A year after selling Blondie. I feel...I don't know what I feel. I did get that apartment I talked about. I'm 20 years old now. I dropped out of college due to failing at finding a career I have a passion for. I joined the Army. I ship out on May 12th until February 19th, 2015. I'm still looking into other colleges and degrees so that I can have a career under my feet. I have no clue what I am doing...

Ever since Blondie left, life ceased to make sense. It still doesn't make sense. There's nothing I care about. I've cried soooooo many nights alone in my apartment. I've been running more to get rid of the waning feeling of depression. I've been fighting off sadness, anxiety, and the feeling of being useless. Every time I get up, I watch myself fall right back down. And then I just don't care whether I get back up or not. I mean, what do you do when your life is stripped from you? The only thing that matters to your soul, your being, your personal values and beliefs? It's still hard. It only feels like it's getting harder.
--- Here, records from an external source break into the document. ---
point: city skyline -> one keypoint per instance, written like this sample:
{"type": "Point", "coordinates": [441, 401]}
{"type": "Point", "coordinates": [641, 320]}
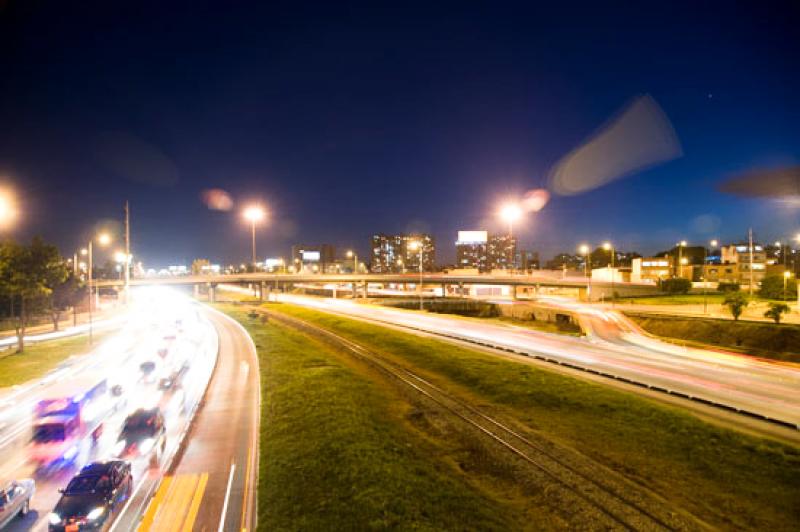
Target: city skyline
{"type": "Point", "coordinates": [336, 159]}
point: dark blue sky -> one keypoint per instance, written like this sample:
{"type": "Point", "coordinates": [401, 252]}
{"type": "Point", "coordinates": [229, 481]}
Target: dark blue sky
{"type": "Point", "coordinates": [347, 120]}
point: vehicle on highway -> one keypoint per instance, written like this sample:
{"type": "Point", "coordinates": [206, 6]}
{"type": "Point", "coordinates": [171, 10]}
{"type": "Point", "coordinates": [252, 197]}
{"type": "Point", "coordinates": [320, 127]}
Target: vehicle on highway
{"type": "Point", "coordinates": [148, 369]}
{"type": "Point", "coordinates": [15, 500]}
{"type": "Point", "coordinates": [93, 497]}
{"type": "Point", "coordinates": [142, 434]}
{"type": "Point", "coordinates": [72, 415]}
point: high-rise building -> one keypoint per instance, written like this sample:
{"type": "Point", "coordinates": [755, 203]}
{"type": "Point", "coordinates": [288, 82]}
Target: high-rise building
{"type": "Point", "coordinates": [317, 259]}
{"type": "Point", "coordinates": [395, 254]}
{"type": "Point", "coordinates": [472, 250]}
{"type": "Point", "coordinates": [502, 251]}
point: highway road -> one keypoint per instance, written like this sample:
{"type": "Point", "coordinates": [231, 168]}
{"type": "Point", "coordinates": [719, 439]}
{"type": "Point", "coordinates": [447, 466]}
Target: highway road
{"type": "Point", "coordinates": [617, 349]}
{"type": "Point", "coordinates": [213, 486]}
{"type": "Point", "coordinates": [211, 448]}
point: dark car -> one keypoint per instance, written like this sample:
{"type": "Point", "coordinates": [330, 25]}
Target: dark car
{"type": "Point", "coordinates": [15, 500]}
{"type": "Point", "coordinates": [93, 497]}
{"type": "Point", "coordinates": [143, 433]}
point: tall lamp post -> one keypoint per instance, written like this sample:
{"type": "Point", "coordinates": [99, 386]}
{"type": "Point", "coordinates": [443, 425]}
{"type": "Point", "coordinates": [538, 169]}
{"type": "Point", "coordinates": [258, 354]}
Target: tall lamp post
{"type": "Point", "coordinates": [352, 255]}
{"type": "Point", "coordinates": [585, 251]}
{"type": "Point", "coordinates": [414, 246]}
{"type": "Point", "coordinates": [510, 213]}
{"type": "Point", "coordinates": [103, 239]}
{"type": "Point", "coordinates": [786, 275]}
{"type": "Point", "coordinates": [608, 246]}
{"type": "Point", "coordinates": [254, 214]}
{"type": "Point", "coordinates": [713, 244]}
{"type": "Point", "coordinates": [678, 268]}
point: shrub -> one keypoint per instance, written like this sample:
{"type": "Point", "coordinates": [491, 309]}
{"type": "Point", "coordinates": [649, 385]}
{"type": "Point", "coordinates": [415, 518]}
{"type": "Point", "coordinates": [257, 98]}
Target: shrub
{"type": "Point", "coordinates": [736, 303]}
{"type": "Point", "coordinates": [772, 288]}
{"type": "Point", "coordinates": [776, 310]}
{"type": "Point", "coordinates": [724, 287]}
{"type": "Point", "coordinates": [677, 285]}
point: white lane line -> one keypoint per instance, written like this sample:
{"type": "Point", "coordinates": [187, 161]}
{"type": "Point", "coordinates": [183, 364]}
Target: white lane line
{"type": "Point", "coordinates": [227, 496]}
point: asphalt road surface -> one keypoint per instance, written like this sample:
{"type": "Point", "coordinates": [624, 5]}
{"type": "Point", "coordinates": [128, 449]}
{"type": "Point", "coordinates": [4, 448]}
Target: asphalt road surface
{"type": "Point", "coordinates": [206, 477]}
{"type": "Point", "coordinates": [616, 348]}
{"type": "Point", "coordinates": [213, 486]}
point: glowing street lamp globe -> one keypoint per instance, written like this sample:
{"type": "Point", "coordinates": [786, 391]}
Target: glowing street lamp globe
{"type": "Point", "coordinates": [254, 214]}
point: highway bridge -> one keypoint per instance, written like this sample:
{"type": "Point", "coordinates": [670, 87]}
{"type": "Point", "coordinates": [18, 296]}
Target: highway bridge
{"type": "Point", "coordinates": [519, 285]}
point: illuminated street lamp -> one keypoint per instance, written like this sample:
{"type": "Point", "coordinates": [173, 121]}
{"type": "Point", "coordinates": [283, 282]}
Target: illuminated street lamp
{"type": "Point", "coordinates": [786, 275]}
{"type": "Point", "coordinates": [585, 251]}
{"type": "Point", "coordinates": [103, 239]}
{"type": "Point", "coordinates": [415, 245]}
{"type": "Point", "coordinates": [510, 213]}
{"type": "Point", "coordinates": [8, 209]}
{"type": "Point", "coordinates": [680, 245]}
{"type": "Point", "coordinates": [352, 255]}
{"type": "Point", "coordinates": [254, 214]}
{"type": "Point", "coordinates": [714, 245]}
{"type": "Point", "coordinates": [608, 246]}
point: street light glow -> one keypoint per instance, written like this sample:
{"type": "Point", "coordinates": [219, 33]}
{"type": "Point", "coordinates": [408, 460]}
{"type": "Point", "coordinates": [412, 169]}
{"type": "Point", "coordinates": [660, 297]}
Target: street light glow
{"type": "Point", "coordinates": [510, 212]}
{"type": "Point", "coordinates": [254, 213]}
{"type": "Point", "coordinates": [8, 208]}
My brother shipped out for the Marines. I miss him. My sister is already looking into college and will be off on her own in a year or so. I'm worried about her, but proud. And then there's me. I'm stuck in this rut. Ever since Blondie left I've been stuck, indecisive, sleepless, over-thinking, depressed, lost. Mostly lost. How could one soul have such a huge impact on a person? I feel like Blondie left along with half of my soul. How do I get that back?

When I was taking classes at Owens  Community College, trying to find some kind of distraction, I made a video for my Humanities class. I made it about Blondie. The last time I ever did Join-Up with her. My teacher really liked it, even praised me and told the other classes about it. She said it was so emotional after I explained what was going on in the video:

The first half of the video is of Blondie when she was healthy and very happy. When she was trustful and willing. I'd had her for almost a year and known her for almost 3 years by that time. The last half is after she was neglected by some VERY DISGRACEFUL PEOPLE who should be in jail for their crime. She was angry, dangerous, and temperamental. Join-up was the only real way to bring her back body, mind, and soul. She had even got a few good kicks in when I had gotten too close in the pasture. I remember walking into the house with a big hoof print on my jeans. Although I didn't punish her for that. I deserved it. It was my fault.

BUT here's the video....

I've been looking into Ohio State University, but I don't even feel like there's a point to college anymore. I'm shipping out in 12 days and I just don't know what's going to happen when I get back. They have a veterinary major that includes equine, but I just don't know. I have a trainer's mindset, whether it's dogs, horses, or people. Am I cut out for medically treating and helping animals? After working in retail...I never want to work with people like that for a long period of time. EVER. It's just frustrating...Horses are what I know. I'm good at sports, writing, editing, researching, physical aspects, leading, etc. but what am I really? Please, tell me, because I'm having a hell of a time trying to find out.

I just want my life back. I want my horse back. I want to go for long rides with my dog trailing along side and the wind catching our breath. I want that. I had it, and I let it slip through my fingers. How stupid I was.  Even though I deleted all her pictures and hid any memory of her from my sight, she still holds a place in my heart that I can never hide from myself. And it HURTS. And I just wish I could have stopped it.


Sunday, May 26, 2013

March 3rd, 2013.



Yes. Blondie is gone. I reluctantly and regrettably sold her to a young girl named Madison. I have no doubt in my mind that she will love Blondie unconditionally and that Blondie will aim to please her in return. Blondie is good like that...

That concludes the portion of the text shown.